Los monjes le tenían tan grande estima que lo llamaban como consultor cuando tenían que redactar los reglamentos de sus conventos. Esto le dio ocasión de visitar y conocer muy bien un gran número de casas religiosas en España“.
Álvaro añade: “tenía gracia para sacar a los hombres de su miseria y sublimarlos al reino de la luz”.
Siendo sacerdote, era un predicador excelente. Su anhelo fue agradar a Dios y se ejercitaba en el amor viviendo una rigurosa vida ascética.
Confidenció a sus íntimos:
“Tengo miedo a mis malas obras. Mis pecados me atormentan. Veo su monstruosidad. Medito frecuentemente en el juicio que me espera, y me siento merecedor de fuertes castigos. Apenas me atrevo a mirar el cielo, abrumado por el peso de mi conciencia”.
Este sentimiento de indignidad que acompaña a los santos, le instaba a emprender un camino de peregrinación para expiación de sus culpas.
Roma era su objetivo, pero su idea de llegar a pie era casi un imposible. De modo que pospuso este proyecto.
Hombre de vasta cultura, inquieto como las personas inteligentes que no pasan por la vida ajenas a las raíces de la historia, después de ver frustrados sus intentos de penetrar en el país galo, que estaba sumido en guerras, y donde se trasladaba con la idea de averiguar el paradero de dos de sus hermanos, vivió durante un tiempo en Navarra, en Aragón y en Toledo.

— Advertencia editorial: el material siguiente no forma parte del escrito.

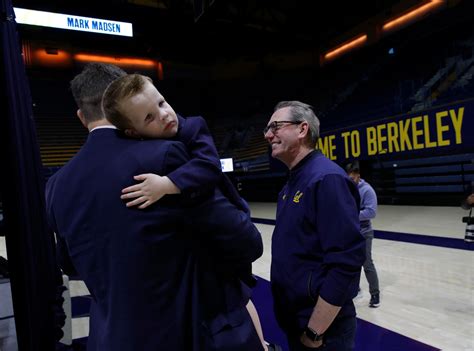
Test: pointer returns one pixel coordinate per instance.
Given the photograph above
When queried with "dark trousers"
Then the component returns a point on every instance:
(339, 337)
(369, 267)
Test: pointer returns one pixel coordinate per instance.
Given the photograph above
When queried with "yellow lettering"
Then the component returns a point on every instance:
(381, 138)
(323, 146)
(355, 143)
(371, 141)
(441, 128)
(416, 132)
(457, 123)
(332, 147)
(345, 135)
(426, 125)
(404, 137)
(392, 137)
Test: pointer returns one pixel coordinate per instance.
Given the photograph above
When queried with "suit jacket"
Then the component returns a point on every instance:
(149, 271)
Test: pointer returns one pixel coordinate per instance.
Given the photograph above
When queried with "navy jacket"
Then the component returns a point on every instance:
(317, 248)
(203, 172)
(149, 271)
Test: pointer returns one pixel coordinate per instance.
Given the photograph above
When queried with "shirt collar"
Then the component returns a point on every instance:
(103, 127)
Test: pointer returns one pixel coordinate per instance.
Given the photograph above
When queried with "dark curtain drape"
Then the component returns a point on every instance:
(34, 273)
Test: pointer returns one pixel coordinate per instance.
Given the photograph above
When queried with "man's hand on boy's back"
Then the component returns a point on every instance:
(151, 188)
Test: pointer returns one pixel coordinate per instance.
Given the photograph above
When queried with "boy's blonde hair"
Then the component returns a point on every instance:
(119, 90)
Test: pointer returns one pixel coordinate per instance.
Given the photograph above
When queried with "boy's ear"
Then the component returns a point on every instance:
(131, 133)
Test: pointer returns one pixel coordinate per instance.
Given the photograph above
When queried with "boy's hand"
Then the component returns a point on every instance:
(152, 188)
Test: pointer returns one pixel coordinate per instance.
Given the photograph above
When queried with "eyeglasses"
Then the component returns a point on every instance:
(275, 125)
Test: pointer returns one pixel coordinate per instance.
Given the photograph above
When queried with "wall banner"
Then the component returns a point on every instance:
(438, 130)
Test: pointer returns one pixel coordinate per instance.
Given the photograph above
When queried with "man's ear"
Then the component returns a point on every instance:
(81, 116)
(304, 128)
(131, 133)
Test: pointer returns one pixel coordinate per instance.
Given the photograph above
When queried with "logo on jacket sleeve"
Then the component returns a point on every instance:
(297, 196)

En Leire tuvo ocasión de conocer la Vida de Mahoma así como clásicos de la literatura griega y latina, y otras obras relevantes entre las que se incluía La ciudad de Dios de san Agustín.
Y después de contribuir a acrecentar el patrimonio espiritual de los monasterios sembrados por el Pirinieo, cuando ya había hecho acopio de una importante formación intelectual, regresó a Córdoba llevando con él un importante legado bibiográfico que nutriría los centros académicos de la capital.
Poco a poco fue naciendo una especie de círculo en torno a él integrado por sacerdotes y religiosos.
Pero en el año 850 los cristianos cordobeses quedaron estremecidos ante la cruenta persecución que se desató contra ellos.
Muchos regaron con su sangre el amor que profesaban a Cristo, negándose a abjurar de su fe y a colocar en el centro de sus vidas a Mahoma. Eulogio fue apresado; junto a él se hallaba el prelado Saulo.